Adiós, mundo cruel

Adiós, mundo cruel

Por Hernán Ferreirós
El fin del mundo es uno de los temas más frecuentados por el género fantástico. Un repaso por el conjunto de relatos sobre el Apocalipsis es extenuante: en la Enciclopedia de la ciencia ficción, editada por John Clute, se afirma que existen más de 400 novelas acerca de este tópico y Wikipedia registra unas 300 películas y 110 programas de TV en su entrada “Lista de ficciones apocalípticas”. Tal profusión no se debe a la falta de ideas, sino a que esta idea concreta, la hecatombe global, es parte de la definición misma de la ciencia ficción.
En un aspecto, la ciencia ficción es como el porno: es difícil poner un límite preciso al género, pero cuando uno lo ve, lo reconoce. Se puede aventurar una hipótesis muy general: la ciencia ficción siempre tiene un vínculo con el futuro.
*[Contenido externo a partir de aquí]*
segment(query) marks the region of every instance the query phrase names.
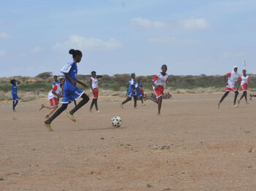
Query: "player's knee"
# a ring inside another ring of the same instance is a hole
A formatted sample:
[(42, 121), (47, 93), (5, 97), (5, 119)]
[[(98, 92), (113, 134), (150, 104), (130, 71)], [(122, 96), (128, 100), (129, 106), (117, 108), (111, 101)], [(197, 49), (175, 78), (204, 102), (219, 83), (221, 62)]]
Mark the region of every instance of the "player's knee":
[(60, 107), (59, 109), (64, 111), (67, 108), (67, 104), (63, 104), (62, 106)]
[(87, 103), (90, 100), (89, 97), (85, 93), (83, 95), (82, 98), (86, 103)]

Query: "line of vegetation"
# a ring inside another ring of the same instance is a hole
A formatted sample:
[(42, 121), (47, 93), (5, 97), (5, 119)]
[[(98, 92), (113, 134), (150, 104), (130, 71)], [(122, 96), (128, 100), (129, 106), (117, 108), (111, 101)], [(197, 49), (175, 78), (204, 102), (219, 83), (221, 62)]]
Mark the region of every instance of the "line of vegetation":
[[(256, 88), (256, 75), (249, 74), (252, 81), (252, 88)], [(78, 75), (78, 79), (89, 85), (90, 75)], [(63, 77), (59, 76), (59, 77)], [(140, 80), (144, 90), (152, 90), (151, 80), (153, 75), (139, 76), (136, 80)], [(12, 77), (9, 78), (0, 78), (0, 91), (8, 92), (11, 90), (10, 80), (16, 79), (21, 82), (18, 90), (24, 92), (49, 92), (52, 87), (53, 75), (51, 72), (43, 72), (38, 74), (36, 77)], [(99, 79), (99, 87), (103, 90), (112, 90), (114, 91), (125, 90), (128, 82), (130, 79), (130, 75), (128, 74), (115, 74), (113, 76), (103, 75)], [(198, 87), (214, 87), (225, 89), (225, 85), (224, 77), (219, 75), (206, 76), (201, 74), (199, 76), (176, 76), (170, 75), (167, 86), (169, 90), (176, 90), (177, 89), (192, 90)], [(80, 88), (82, 87), (78, 85)]]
El crítico literario norteamericano Fredric Jameson es un poco más específico y afirma que la ciencia ficción es la forma que adquirió la utopía en la posmodernidad.
Desde hace décadas, el relato del mundo ofrecido por el capitalismo se quedó sin oposición, salvo por el fundamentalismo teocrático islámico que difícilmente pueda ser considerado una opción superadora de las democracias occidentales. Por lo tanto, el capitalismo se presenta como una tendencia irreversible, exitosa y que carece de alternativas a las que a uno le den ganas de mudarse. En este escenario, la ciencia ficción nos proporciona herramientas para imaginar otra sociedad posible, que no sea sólo la que nos permite extrapolar el pensamiento dominante. En suma, hace posible pensar en una utopía.
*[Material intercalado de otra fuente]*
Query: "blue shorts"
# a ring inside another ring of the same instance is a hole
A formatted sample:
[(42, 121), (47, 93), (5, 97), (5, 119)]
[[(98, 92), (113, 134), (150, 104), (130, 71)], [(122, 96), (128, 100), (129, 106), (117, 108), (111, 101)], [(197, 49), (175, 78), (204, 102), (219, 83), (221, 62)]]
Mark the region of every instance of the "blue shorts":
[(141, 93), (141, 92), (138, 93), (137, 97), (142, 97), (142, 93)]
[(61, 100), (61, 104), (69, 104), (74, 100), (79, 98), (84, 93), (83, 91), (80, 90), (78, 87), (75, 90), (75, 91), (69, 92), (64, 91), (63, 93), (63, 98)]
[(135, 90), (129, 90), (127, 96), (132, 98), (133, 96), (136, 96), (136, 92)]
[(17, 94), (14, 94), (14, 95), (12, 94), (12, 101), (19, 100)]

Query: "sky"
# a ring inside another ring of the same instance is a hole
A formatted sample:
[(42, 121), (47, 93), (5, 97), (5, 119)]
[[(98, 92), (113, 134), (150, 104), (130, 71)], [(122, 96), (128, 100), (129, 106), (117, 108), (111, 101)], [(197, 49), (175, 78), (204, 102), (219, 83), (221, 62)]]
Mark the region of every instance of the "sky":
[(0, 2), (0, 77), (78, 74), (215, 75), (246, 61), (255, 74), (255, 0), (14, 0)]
Lógicamente, el fin del mundo debería ser el reverso absoluto de la utopía, el ocaso de cualquier forma de sociedad. Sin embargo, desde su aparición original bajo la forma del mito del diluvio universal en el Poema de Gilgamesh (el primer relato escrito que se conserva, fechado en el año 2000 a.C.), el Apocalipsis se plantea como la clausura de la vieja civilización para dejar lugar a una nueva, es decir, es una forma de utopía.
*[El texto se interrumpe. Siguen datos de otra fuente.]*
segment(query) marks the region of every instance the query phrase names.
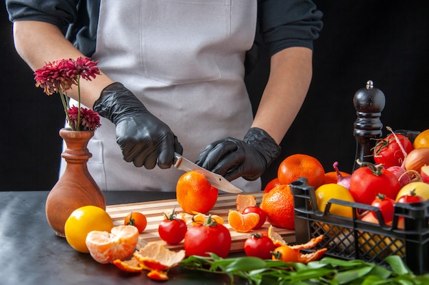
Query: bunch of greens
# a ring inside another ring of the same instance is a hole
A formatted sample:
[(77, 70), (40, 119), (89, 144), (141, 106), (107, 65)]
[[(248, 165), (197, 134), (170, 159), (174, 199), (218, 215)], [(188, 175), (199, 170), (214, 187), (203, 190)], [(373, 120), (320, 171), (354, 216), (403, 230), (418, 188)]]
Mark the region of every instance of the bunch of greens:
[(326, 257), (304, 264), (262, 260), (254, 257), (221, 258), (191, 256), (180, 266), (193, 270), (226, 274), (234, 282), (238, 276), (250, 284), (284, 285), (424, 285), (429, 274), (415, 275), (398, 256), (386, 258), (391, 269), (360, 260), (342, 260)]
Está claro que existen relatos apocalípticos en los que no hay un pos-Apocalipsis, como el film Melancolía, de Lars von Trier. Pero en una sólida mayoría, las narrativas del fin del mundo presentan por lo menos el germen de una sociedad alternativa, aunque ésta no sea humana (tal como sucede en Soy leyenda, la novela de Richard Matheson y sus versiones cinematográficas) o se revele mucho peor que la sociedad precedente. Ésta es la versión más frecuente en las ficciones apocalípticas: el futuro se convierte en una pesadilla y la utopía, en distopía.

APOCALIPSIS AHORA
La más exitosa de las ficciones apocalípticas de la televisión es The Walking Dead. Aunque está basada en una longeva historieta de Robert Kirkman (quien también oficia de productor y ocasional guionista del programa), la versión televisiva tiene vida propia. La serie también sigue a un grupo de sobrevivientes en un mundo donde los zombis antropófagos son mayoría, aunque está mucho más fusionada con las convenciones del western que el cómic. Los protagonistas son como una caravana de pioneros que se adentra en tierras desconocidas, asoladas por salvajes, en las que intentan integrarse a distintos tipos de sociedades: primero el clan familiar en la granja del veterinario Hershel, luego el desquiciado pueblo de Woodbury y, finalmente, intentan construir la propia en una prisión abandonada.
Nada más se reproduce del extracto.